The explosives he made, which he mailed or hand-delivered, also injured two dozen victims. After his arrest, he confessed to committing 16 bombings between 1978 and 1995, permanently injuring several of his victims.

To some, he was a folk hero for his pro-Luddite views and ability to elude authorities for years.

Kaczynski wrote a 35,000-word, anti-technology and anti-leftist manifesto, “Industrial Society and Its Future,” better known as the “Unabomber Manifesto”, which warned the world about how rapidly expanding technology would threaten and possibly ruin humans.

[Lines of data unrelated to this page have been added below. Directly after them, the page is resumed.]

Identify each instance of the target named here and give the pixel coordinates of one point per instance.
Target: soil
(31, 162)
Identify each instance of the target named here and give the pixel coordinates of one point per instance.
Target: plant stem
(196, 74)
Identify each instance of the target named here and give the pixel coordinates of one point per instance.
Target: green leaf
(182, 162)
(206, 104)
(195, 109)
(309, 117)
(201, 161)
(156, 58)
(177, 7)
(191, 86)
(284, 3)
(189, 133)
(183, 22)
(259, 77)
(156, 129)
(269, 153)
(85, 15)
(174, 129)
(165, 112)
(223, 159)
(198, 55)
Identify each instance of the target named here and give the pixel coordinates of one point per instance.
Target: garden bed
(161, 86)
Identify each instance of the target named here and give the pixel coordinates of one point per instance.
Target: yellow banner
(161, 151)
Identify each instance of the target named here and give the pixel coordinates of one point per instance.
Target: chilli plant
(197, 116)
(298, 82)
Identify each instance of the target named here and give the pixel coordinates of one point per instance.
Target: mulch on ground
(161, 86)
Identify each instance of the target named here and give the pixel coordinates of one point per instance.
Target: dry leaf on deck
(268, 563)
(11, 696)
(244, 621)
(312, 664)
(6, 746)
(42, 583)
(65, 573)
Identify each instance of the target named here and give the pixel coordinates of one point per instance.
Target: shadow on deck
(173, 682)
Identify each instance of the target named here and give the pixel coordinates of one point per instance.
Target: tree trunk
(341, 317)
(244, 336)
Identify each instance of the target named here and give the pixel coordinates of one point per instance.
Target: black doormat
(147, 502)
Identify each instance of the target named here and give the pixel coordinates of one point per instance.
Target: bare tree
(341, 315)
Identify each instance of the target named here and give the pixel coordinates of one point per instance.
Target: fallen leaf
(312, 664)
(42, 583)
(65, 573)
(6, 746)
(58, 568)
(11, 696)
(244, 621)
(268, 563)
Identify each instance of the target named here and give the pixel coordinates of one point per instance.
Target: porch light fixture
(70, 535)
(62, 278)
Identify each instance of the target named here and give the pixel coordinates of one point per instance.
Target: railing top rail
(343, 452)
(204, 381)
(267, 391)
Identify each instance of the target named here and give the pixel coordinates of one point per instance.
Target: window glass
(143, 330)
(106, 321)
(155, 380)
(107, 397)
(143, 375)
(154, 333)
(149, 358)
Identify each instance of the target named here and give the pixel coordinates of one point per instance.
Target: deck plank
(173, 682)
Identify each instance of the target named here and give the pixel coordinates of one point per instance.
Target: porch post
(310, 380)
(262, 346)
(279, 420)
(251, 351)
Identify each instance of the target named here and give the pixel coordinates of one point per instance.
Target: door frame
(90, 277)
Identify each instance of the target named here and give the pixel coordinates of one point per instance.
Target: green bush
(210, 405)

Ray Kurzweil, a principal engineer at Google and one of the world’s foremost experts on AI, or artificial intelligence, included a lengthy passage from the manifesto in his 2000 book, The Age of Spiritual Machines: When Computers Exceed Human Intelligence, but he didn’t tell readers until the following page who the writer of the excerpt was.

“People would agree with what he wrote until they turned the page and saw who wrote it,” Kurzweil told the New York Post on Saturday. “He brought up issues we need to be concerned about but of course he did it in completely the wrong way. He attacked people who were valid researchers and for that he should be forever condemned.”

The screed was written under the pseudonym FC, or Freedom Club, and was published in the Washington Post and the New York Times in 1995 effectively by force after his promise to cease the bombings if a major publication printed it in its entirety.

The publication of the manifesto was Kaczynski’s undoing. His brother, David Kaczynski, now, 73, and his wife, Linda Patrik, recognised his writing style and called the FBI.

After a massive manhunt, Kaczynski was captured by police in his small plywood and tarpaper cabin in the woods outside Lincoln, Montana.

The tiny home, smaller than the jail cell where he lived his final years, contained explosives, two finished bombs and a coded diary.

Prior to being moved to the medical facility, Kaczynski had been held at the federal Supermax prison in Florence, Colorado since 1998 where he was serving four life sentences plus 30 years.

David Kaczynski could not immediately be reached on Saturday.

Despite his inclusion in Kurzweil’s book and his reputation among some as a canny truth-teller, Kaczynski was honest about who he was.

“I certainly don’t claim to be an altruist or to be acting for the ‘good’ (whatever that is) of the human race,‘” he wrote in April 1971. “I act merely from a desire for revenge.”